British artist Avis Newman’s drawings and large unstretched canvases document her contemplative and intuitive investigation of the subconscious. Her works are inspired by Freudian dream theory, and are reminiscent of the Lascaux Cave Paintings.
Newman’s drawings address the private events of her daily life, and the subconscious reactions that they trigger. These reactions become subjects in Newman’s drawings which split and fuse her identity and desires. In Newman’s The Day’s Residues (1981-82), she employs Sigmund Freud’s term for the seemingly small events which become released and enlarged in our dreams. Freud identified this act of enlargement as subconscious desire rising to dominate our sleeping unconscious minds. These drawings are evidence of Newman’s effort to expose and understand subconscious desire, within herself and within all those who encounter her work.
Lassitudes before words and the related works investigate subconscious desire and expression in large unstretched canvases. When installed, these canvass are peripherally enveloping, placing the viewer within the work and the work within the viewer both physically and perceptually. Their size demands that they be seen from a distance yet their details require close inspection. Thus the roles and the distances that artist as communicator and viewer as receiver traditionally maintain are challenged int hese drawings by involving the viewer in their interpretive “completion.” The drawings are not “finished” until they are percieved and experienced. Thus viewer, image, and artist become merged in a reciprocal exchange of recognition and interpretation, discovery and loss.
Newman’s drawings are contemplative and hesitant, spontaneous and agitated, and are rooted in the conscious acknowledgement of subconscious activity. The transformative results are drawings strewn with her daily expositions: ambient tonal fields, angular forms, and constrained, evocative scratchings. By delving into the subconscious Newman surrenders her csoncious self—her declarative identity is lost in her painterly inquisition.
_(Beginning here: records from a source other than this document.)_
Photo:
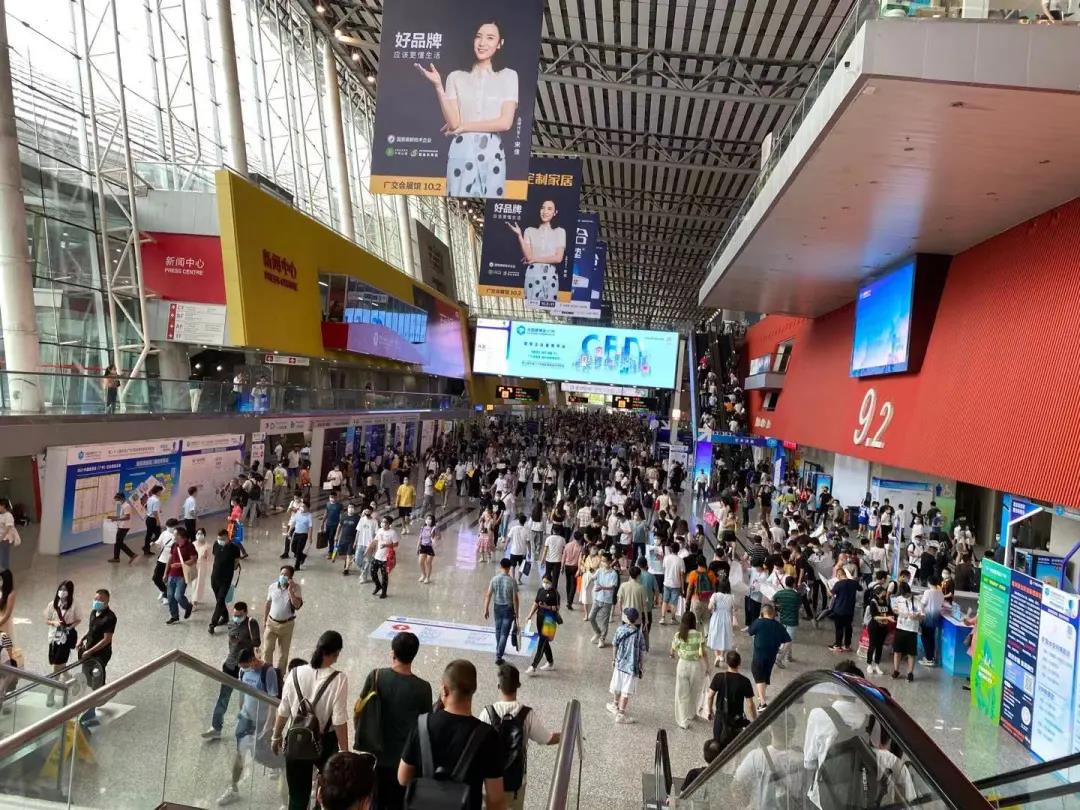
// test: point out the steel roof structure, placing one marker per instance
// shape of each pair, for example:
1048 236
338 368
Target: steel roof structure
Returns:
666 102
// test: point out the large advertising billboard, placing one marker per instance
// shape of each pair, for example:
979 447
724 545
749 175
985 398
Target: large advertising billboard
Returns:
457 85
570 352
528 246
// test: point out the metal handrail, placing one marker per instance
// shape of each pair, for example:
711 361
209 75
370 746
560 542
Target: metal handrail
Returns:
941 774
568 745
13 743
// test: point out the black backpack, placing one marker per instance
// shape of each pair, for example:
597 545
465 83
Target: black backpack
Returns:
440 788
512 740
848 775
304 740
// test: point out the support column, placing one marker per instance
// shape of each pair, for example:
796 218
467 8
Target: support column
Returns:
233 111
335 143
19 393
405 226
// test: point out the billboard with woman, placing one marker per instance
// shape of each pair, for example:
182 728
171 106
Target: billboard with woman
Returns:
457 83
528 246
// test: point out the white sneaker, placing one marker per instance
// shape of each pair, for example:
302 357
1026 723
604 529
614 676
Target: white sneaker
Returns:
229 796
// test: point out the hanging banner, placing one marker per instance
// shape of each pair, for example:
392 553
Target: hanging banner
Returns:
989 647
583 287
528 251
457 86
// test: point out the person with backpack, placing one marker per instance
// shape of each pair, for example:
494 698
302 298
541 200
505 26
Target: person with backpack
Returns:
451 759
516 725
314 707
259 675
396 698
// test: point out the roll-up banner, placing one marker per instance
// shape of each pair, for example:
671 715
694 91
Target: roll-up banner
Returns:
457 86
528 246
586 289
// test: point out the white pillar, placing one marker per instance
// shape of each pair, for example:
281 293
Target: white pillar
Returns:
405 226
335 143
16 285
233 111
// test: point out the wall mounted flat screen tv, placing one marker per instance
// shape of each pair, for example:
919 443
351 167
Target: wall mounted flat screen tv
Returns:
882 338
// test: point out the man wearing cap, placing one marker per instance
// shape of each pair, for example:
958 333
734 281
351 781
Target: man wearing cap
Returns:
629 646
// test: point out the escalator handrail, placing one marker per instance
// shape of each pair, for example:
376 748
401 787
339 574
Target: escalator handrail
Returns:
1038 769
941 774
13 743
569 744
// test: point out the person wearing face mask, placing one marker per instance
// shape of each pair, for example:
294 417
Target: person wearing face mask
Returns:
62 616
279 616
95 649
243 634
346 540
325 690
226 561
426 547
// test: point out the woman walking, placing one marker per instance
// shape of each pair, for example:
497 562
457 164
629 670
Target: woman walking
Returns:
62 616
721 625
689 649
426 543
545 610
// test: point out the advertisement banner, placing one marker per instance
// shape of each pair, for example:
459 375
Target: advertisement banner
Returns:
1022 647
585 293
210 463
1055 671
96 473
528 246
457 85
989 649
571 352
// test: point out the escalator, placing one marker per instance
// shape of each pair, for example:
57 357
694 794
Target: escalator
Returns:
832 741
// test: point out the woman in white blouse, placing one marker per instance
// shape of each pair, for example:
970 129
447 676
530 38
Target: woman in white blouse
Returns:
543 248
477 105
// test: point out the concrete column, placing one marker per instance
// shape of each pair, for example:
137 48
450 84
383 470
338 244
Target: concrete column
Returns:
335 143
233 111
405 226
19 393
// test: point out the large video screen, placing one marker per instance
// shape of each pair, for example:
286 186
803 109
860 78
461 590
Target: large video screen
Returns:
883 323
567 352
Minutely rendered lizards and female torsos appear in these works in varying stages of recognition, heightening their symbolic interaction. Newman’s lines meander from lizard to torso, transitioning in the process through states of one or the other, to neither, to both. This act of creation and dissolution references the many polarities with which Newman is concerned: consciousness and unconsciousness; self and other; recognition and ambiguity; death and rebirth. Thus Newman’s initially personal dialogue takes on universal significance. The complex interactions within the world and within ourselves are intuitively and intellectually brought forth in these gritty, provocative, ambitious canvases.